比丘たちは利得を捨てて涅槃取り 尊敬望まず離れて学ぶ

ダンマパダ 75

一つは利得に導く道
一つは涅槃に至る道
このように正しく知って
仏陀の弟子の比丘は
尊敬されることを喜ばず
離れることを学び実践するのです


○この詩から学ぶこと

 スマナサーラ長老の著書「的中する生き方」の「まえがき」に次のような文章があります。
「『道徳』とは、実は『選択』の問題です。学校を選ぶ、友達を選ぶ、仕事を選ぶ、結婚相手を選ぶ・・・・・、人生にはいろいろな『選択』の場面があります。」と述べられています。

 今回の詩は、ある比丘の前に二つの道があると書かれています。一つは利得がある道です。もう一つは涅槃に至る道です。

 利得に導く道は、この比丘は村人から尊敬されていて、多くの信者さんがいろいろお布施を持って話に来るのです。そのために、この比丘は修行に集中できませんでした。尊敬されること、お布施を頂くことは、世間的には喜ぶことでしょうが、彼は喜びませんでした。

 もう一つは涅槃に至る道です。村から遠く離れた森に入り、修行することです。そうすると人々と付き合うことは少なく、孤独になるし、森に入ることはいろいろな危険もありますが、修行に集中できます。仏陀の弟子のこの比丘は、尊敬されることを喜ばず、離れることを学び実践するために、涅槃に至る道を「選択」するのです。その結果、数ヶ月後に涅槃に達したと言われています。

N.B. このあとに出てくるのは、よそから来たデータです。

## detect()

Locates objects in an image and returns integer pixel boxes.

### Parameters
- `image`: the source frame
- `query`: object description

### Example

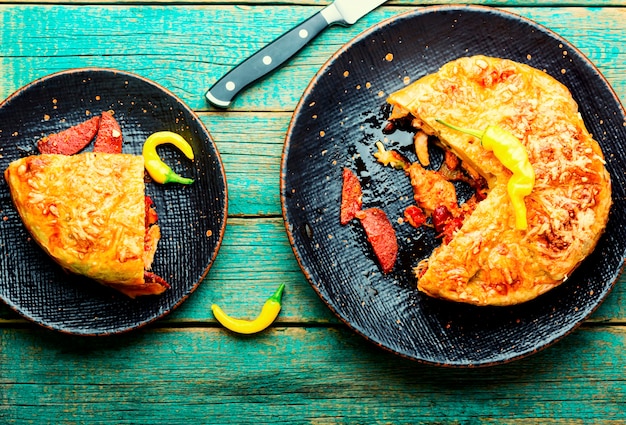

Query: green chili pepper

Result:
[142,131,193,184]
[437,120,535,230]
[211,283,285,334]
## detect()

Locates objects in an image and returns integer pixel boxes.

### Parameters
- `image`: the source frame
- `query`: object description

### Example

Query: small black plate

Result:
[0,69,227,335]
[281,6,626,367]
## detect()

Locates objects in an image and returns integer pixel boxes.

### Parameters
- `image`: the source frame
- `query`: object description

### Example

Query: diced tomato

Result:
[356,208,398,273]
[404,205,426,229]
[340,168,363,225]
[37,117,100,155]
[433,205,453,233]
[93,111,123,153]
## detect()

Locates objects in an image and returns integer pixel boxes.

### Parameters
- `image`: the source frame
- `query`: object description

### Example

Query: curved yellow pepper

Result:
[211,283,285,334]
[437,120,535,230]
[142,131,193,184]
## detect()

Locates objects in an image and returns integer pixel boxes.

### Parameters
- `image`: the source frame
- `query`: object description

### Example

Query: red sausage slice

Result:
[37,117,100,155]
[93,112,123,153]
[356,208,398,273]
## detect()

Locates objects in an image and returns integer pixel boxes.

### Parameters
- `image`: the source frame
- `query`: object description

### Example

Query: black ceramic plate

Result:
[281,7,626,366]
[0,69,227,335]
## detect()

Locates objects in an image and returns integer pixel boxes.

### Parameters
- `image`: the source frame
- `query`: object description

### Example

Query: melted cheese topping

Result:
[5,152,145,286]
[388,56,611,305]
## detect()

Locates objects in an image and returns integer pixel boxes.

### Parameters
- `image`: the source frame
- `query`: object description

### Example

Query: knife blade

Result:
[206,0,386,108]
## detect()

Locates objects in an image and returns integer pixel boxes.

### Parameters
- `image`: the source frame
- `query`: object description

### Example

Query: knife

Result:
[206,0,386,108]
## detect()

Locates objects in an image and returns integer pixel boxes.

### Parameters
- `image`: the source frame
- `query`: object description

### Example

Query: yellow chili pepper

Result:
[437,120,535,230]
[142,131,193,184]
[211,283,285,334]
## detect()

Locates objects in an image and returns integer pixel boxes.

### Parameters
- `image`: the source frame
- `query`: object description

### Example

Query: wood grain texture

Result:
[0,5,626,111]
[0,0,626,424]
[0,327,626,424]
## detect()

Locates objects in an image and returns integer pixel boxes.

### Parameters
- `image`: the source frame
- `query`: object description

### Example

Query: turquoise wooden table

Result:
[0,0,626,424]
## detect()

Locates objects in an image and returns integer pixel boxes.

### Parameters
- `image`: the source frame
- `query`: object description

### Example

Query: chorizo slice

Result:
[356,208,398,273]
[93,111,123,153]
[37,116,100,155]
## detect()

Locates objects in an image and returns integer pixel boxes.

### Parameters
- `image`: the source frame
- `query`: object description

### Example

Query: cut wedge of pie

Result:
[388,56,611,305]
[4,152,168,298]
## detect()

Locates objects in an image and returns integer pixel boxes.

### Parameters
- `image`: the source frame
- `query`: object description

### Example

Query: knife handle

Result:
[206,12,329,108]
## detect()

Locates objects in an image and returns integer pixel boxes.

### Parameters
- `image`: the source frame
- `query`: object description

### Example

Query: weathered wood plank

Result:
[0,5,626,111]
[0,327,626,425]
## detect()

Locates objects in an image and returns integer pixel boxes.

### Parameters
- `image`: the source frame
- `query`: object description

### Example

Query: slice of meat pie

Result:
[4,152,168,298]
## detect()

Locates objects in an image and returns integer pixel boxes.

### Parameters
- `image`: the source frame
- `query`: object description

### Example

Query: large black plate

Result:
[0,69,227,335]
[281,7,626,366]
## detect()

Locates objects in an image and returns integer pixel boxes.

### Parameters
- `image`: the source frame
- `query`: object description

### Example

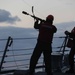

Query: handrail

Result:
[0,36,72,74]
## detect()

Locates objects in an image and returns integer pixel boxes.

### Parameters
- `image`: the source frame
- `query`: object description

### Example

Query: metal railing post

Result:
[0,36,13,72]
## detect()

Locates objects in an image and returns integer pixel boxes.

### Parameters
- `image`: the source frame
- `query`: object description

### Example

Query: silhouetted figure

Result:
[29,15,57,75]
[65,27,75,73]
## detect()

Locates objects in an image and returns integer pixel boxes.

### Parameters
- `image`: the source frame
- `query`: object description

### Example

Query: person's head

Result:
[46,15,54,22]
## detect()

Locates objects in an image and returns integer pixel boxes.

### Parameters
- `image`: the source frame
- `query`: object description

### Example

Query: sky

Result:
[0,0,75,28]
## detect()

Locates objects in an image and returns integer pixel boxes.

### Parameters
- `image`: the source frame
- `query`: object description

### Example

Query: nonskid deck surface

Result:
[13,70,75,75]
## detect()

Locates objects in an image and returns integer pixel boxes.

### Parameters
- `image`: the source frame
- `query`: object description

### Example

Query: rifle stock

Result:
[22,11,45,21]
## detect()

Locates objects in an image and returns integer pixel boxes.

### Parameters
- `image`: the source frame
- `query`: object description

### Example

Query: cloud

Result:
[0,9,21,24]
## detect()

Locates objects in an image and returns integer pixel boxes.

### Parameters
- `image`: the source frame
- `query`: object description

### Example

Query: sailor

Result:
[29,15,57,75]
[65,27,75,73]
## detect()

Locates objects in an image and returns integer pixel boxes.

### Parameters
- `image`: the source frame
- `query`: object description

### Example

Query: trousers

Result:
[29,42,52,75]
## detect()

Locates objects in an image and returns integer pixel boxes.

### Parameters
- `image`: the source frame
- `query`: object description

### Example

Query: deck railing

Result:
[0,36,73,73]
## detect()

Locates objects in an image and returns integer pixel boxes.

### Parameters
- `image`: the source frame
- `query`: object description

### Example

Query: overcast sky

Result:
[0,0,75,28]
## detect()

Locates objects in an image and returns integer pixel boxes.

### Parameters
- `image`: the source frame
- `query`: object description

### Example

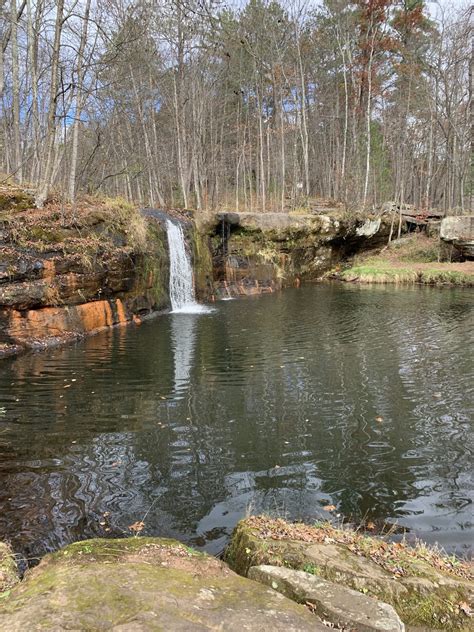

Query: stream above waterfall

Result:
[0,284,474,558]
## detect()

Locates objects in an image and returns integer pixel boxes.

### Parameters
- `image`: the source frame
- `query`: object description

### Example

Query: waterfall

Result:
[166,219,209,313]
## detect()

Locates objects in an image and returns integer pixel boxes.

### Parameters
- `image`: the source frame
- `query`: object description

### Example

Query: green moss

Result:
[0,542,19,599]
[190,226,213,300]
[225,519,468,630]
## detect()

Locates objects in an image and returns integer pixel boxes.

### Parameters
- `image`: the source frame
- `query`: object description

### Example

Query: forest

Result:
[0,0,474,212]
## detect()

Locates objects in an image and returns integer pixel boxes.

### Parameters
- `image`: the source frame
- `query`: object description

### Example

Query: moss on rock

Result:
[0,542,20,599]
[225,517,474,630]
[0,537,324,632]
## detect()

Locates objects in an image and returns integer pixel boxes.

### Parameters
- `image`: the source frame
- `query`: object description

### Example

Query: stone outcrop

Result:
[225,517,474,630]
[211,211,398,295]
[0,200,212,357]
[0,538,326,632]
[439,215,474,258]
[247,565,405,632]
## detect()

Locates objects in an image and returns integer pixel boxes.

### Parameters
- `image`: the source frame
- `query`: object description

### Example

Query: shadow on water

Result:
[0,285,473,557]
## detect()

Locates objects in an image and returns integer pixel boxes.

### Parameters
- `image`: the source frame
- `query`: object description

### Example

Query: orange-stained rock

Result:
[7,299,132,344]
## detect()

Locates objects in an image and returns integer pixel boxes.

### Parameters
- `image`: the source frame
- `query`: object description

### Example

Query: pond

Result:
[0,284,474,559]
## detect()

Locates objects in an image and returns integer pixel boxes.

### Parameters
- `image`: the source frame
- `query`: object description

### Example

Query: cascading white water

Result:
[166,219,209,314]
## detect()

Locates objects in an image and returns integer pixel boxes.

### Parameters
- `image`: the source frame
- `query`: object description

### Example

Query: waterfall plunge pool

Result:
[0,284,474,558]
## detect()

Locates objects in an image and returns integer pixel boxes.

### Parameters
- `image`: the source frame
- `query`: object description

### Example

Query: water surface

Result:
[0,285,474,557]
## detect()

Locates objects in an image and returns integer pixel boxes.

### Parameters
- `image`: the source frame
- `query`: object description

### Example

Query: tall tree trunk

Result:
[36,0,64,208]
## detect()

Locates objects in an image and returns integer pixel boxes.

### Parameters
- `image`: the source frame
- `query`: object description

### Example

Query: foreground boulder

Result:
[0,538,325,632]
[226,516,474,630]
[248,565,405,632]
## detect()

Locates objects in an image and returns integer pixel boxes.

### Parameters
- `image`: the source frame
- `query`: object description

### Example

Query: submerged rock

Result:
[248,565,405,632]
[0,538,325,632]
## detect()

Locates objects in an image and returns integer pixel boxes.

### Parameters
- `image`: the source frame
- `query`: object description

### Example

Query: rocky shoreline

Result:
[0,516,474,632]
[0,188,474,358]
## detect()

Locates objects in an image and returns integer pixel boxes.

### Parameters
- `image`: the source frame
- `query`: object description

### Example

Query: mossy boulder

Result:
[0,542,20,603]
[0,538,324,632]
[225,517,474,630]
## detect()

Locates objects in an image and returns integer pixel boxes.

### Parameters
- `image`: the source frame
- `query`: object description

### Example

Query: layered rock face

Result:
[0,202,168,354]
[211,211,398,294]
[0,191,400,357]
[439,215,474,259]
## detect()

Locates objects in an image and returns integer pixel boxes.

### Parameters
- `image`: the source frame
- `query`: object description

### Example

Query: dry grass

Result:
[338,234,474,286]
[246,516,474,580]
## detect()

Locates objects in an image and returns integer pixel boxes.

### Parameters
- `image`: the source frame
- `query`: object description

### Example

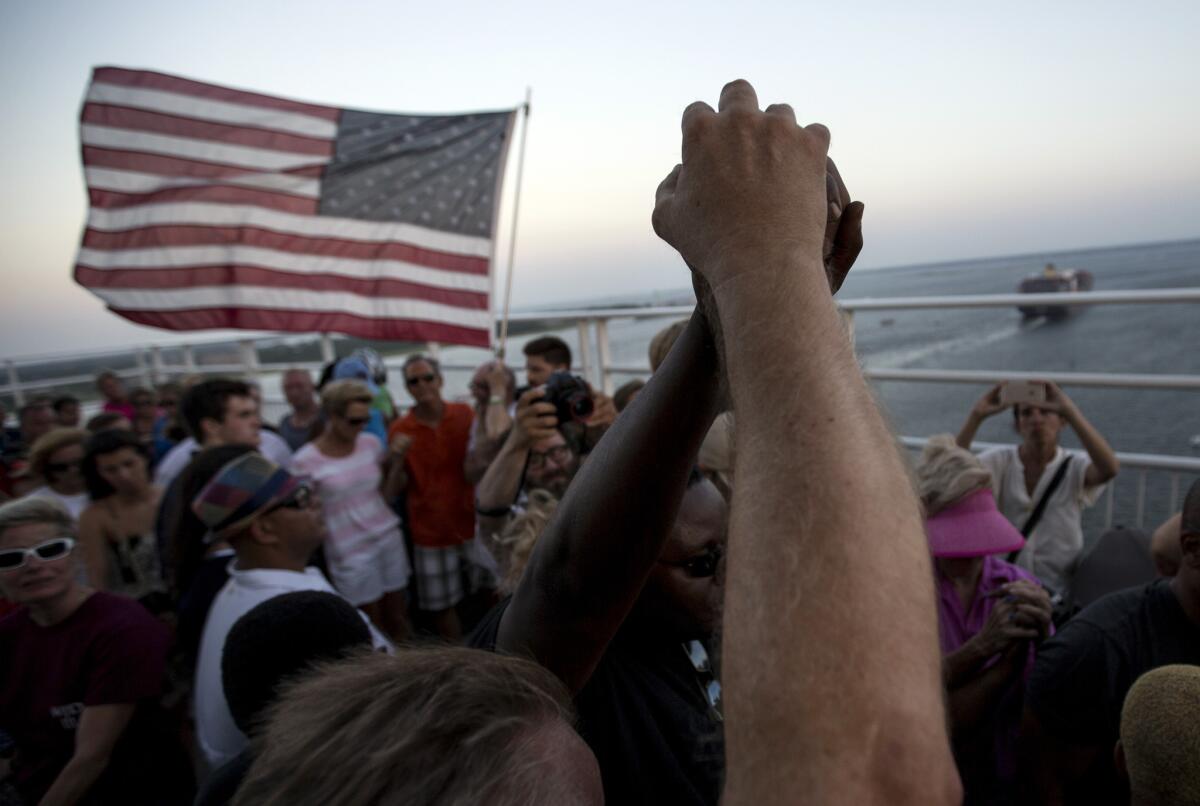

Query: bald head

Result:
[1121,664,1200,806]
[1180,479,1200,535]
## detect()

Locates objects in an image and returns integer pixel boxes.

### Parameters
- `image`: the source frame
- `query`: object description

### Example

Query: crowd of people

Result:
[0,82,1200,806]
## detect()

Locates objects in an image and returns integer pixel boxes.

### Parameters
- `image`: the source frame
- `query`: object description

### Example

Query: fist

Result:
[653,80,840,289]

 この詩には書かれていませんが、愚かな比丘は、涅槃に至る道ではなく、利得に導く道を選択し、輪廻の苦しみから解脱して涅槃に達するために出家した筈であったのに、修行は完成しないのです。愚か者にならないためには、目標や目的に矛盾しない道を選択すべきなのです。

 はじめに引用しましたように、人生にはいろいろな「選択」の場面があります。この選択に関して大切なことは選択を誤らないことです。判断を誤ると不幸になます。判断を的中するとは幸福になることです。しかし、悟ってない私たちの判断は間違いやすいのです。ですから「的中する生き方」では、判断を誤らないためには道徳を守ること、悪行為をしないで善行為をするようにと述べています。

 もう一つ判断を誤らない方法は、スマナサーラ長老がよく言われる裏技があります。それは慈悲の心で対応することです。自分が幸せになるように、相手が幸せになるように、皆が幸せになるように、この三つを合わせて考えて、実行することです。そうすれば、たいていのことは上手くいくものです。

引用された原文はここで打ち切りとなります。